Mungkin ada yang belum mengetahui, bahwa Indonesia memiliki bunga
srikandi yang senantiasa bermekaran dari musim ke musim. Bahkan semerbaknya
yang dapat dicium tanpa lekang melewati masa, mampu menginspirasi bagian
dunia lain untuk memandang perspektif baru. Ya, dialah Rahmah el Yunusiah.
Karena Rahmah-lah, Universitas Al-Azhar, Kairo memulai tradisi baru,
memberi gelar Syaikhah (Perempuan Guru Besar) yang belum pernah ada
presedennya.
Rahmah el Yunusiah merupakan putri dari pasangan Rafi'ah dan Muhammad
Yunus bin Imanuddin yang lahir pada 1 Rajab 1318 atau 20 Desember 1900.
Ayahnya adalah seorang tokoh agama terkemuka, sementara garis leluhurnya
terhubung dengan Haji Miskin, salah seorang Harimau nan Salapan pada Perang
Paderi sekaligus tokoh pembaharu keagamaan.
Menurut Rahmah, seorang perempuan memiliki persoalan yang kompleks
dan rumit. Namun kaum perempuan pun enggan bertanya, hingga terus
terkungkung dalam jeratan kebodohan. Mereka bahkan menganggap bahwa
posisinya sebagai sosok lemah dan serba terbatas adalah kehidupan yang
memang harus dijalani.
Padahal perempuan memiliki perang yang penting dalam kehidupan.
Darinyalah ia akan mendidik dan mengendalikan jalur kehidupannya. Rumah
tangga adalah tiang masyarakat, sedangkan masyarakat adalah tiang negara,
demikian gambaran Rahmah tentang fungsi perempuan.
BAB II
PEMBAHASAN
A. BIOGRAFI
Rahmah El-Yunusiah adalah Ia anak bungsu dari lima bersaudara, lahir
dari pasangan Muhammad Yunus bin Imanuddin dan Rafiah, pada 29 Desember
1900/1 Rajab 1318 H, di Bukit Surungan, Padang Panjang. Ayah Rahmah
el-Yunusiyah, Syekh Muhammad Yunus adalah seorang ulama besar di zamannya.
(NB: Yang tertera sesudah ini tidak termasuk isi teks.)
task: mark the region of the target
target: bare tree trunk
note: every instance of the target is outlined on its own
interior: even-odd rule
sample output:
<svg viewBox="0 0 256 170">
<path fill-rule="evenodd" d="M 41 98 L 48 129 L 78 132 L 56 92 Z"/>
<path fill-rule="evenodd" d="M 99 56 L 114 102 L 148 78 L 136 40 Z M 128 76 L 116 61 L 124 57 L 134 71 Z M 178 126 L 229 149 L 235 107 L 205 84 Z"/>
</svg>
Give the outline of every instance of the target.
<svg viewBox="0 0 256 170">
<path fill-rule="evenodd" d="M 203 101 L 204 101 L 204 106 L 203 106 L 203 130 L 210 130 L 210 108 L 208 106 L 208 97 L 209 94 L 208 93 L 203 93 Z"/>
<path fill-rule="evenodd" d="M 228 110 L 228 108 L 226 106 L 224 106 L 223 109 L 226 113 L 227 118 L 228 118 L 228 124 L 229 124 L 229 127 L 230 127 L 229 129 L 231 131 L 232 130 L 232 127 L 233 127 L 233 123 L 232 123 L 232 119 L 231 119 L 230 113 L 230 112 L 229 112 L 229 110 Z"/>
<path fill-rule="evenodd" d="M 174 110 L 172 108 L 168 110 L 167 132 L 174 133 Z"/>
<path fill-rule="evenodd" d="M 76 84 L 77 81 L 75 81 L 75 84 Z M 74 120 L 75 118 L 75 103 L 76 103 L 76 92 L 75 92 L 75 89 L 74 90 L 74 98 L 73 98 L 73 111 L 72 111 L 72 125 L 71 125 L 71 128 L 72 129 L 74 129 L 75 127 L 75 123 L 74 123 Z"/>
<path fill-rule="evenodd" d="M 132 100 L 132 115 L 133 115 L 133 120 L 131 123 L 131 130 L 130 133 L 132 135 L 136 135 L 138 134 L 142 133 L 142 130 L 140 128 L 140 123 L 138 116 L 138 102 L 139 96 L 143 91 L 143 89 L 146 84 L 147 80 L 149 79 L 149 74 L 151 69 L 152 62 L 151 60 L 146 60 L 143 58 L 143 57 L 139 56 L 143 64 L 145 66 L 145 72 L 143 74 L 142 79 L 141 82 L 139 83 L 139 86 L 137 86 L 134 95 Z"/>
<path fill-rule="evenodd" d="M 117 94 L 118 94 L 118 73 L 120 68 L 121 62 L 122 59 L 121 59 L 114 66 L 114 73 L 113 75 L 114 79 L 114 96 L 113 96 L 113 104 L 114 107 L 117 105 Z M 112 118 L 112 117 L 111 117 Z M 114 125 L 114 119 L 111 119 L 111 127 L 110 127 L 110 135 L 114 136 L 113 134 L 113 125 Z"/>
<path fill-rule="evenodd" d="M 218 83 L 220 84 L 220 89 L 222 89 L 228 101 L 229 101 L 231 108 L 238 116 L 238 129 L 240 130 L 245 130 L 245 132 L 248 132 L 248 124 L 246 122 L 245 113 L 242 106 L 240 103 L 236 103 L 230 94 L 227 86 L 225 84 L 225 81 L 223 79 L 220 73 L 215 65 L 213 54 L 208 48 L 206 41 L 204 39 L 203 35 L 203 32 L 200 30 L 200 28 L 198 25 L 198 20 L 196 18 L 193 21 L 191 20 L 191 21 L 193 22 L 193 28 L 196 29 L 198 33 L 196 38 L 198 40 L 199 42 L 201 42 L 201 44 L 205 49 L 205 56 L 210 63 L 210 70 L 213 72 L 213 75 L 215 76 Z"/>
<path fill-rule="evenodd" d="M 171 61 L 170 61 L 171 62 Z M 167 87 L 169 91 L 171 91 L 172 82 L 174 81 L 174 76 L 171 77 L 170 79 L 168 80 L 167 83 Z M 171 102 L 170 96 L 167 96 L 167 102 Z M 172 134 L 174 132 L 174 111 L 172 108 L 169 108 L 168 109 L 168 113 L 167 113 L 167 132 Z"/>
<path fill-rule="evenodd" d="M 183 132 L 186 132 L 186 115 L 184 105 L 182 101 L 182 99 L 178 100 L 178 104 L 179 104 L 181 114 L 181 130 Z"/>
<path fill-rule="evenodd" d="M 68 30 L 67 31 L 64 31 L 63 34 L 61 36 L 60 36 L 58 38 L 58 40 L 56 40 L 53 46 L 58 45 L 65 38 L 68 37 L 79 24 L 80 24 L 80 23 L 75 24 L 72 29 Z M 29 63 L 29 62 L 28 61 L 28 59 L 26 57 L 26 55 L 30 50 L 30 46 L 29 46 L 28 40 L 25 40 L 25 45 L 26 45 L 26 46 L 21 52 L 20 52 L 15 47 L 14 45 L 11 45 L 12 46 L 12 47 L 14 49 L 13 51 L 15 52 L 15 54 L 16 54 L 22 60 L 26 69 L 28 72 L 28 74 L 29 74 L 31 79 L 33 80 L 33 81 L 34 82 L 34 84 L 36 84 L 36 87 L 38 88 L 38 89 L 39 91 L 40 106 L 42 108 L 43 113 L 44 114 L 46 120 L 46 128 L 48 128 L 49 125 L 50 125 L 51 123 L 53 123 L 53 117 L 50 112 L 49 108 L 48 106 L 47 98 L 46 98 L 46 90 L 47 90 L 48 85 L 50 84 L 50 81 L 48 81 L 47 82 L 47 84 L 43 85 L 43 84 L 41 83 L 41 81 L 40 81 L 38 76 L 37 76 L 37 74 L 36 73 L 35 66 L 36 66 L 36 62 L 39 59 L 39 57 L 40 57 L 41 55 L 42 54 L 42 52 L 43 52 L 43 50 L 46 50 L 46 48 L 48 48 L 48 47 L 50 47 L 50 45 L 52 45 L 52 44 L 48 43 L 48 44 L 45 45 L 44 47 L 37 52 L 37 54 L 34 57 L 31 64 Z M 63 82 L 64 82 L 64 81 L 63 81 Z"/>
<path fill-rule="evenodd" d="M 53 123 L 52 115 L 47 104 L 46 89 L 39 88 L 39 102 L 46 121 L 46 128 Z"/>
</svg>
Syekh Muhammad Yunus (1846-1906 M) menjabat sebagai seorang Qadli di negeri
Pandai Sikat dan pimpinan Tarekat Naqsabandiyah al-Khalidiyah. Selain itu
Syekh Muhammad Yunus juga ahli ilmu falak dan hisab. Ia pernah menuntut
ilmu di tanah suci Mekkah selama 4 tahun. Ulama yang masih ada darah
keturunan dengan pembaharu Islam yang juga seorang tokoh Paderi Tuanku Nan
Pulang di Rao. Ibunda Rahmah el-Yunusiyah yang biasa disebut Ummi Rafi’ah,
nenek moyangnya berasal dari negeri Langkat, Bukittinggi Kabupaten Agam dan
pindah ke bukit Surungan Padang Panjang pada abad XVIII M yang lalu. Ummi
Rafi’ah masih berdarah keturunan ulama, empat tingkat diatasnya masih ada
hubungan dengan mamak Haji Miskin, sang pembaharu gerakan Paderi. Ummi
Rafi’ah yang bersuku Sikumbang.
Sejak kecil ia hanya mendapat pendidikan formal sekolah dasar 3 tahun
di kota kelahirannya. Kemampuannya baca tulis Arab dan Latin diperoleh
melalui sekolah Diniyah School (1915) dan bimbingan kedua abangnya,
Zaenuddin Labay dan Muhammad Rasyid. Sore hari ia mengaji kepada Haji Abdul
Karim Amrullah alias Haji Rasul, ayahanda Haji Abdul Malik Karim Amrullah (Hamka)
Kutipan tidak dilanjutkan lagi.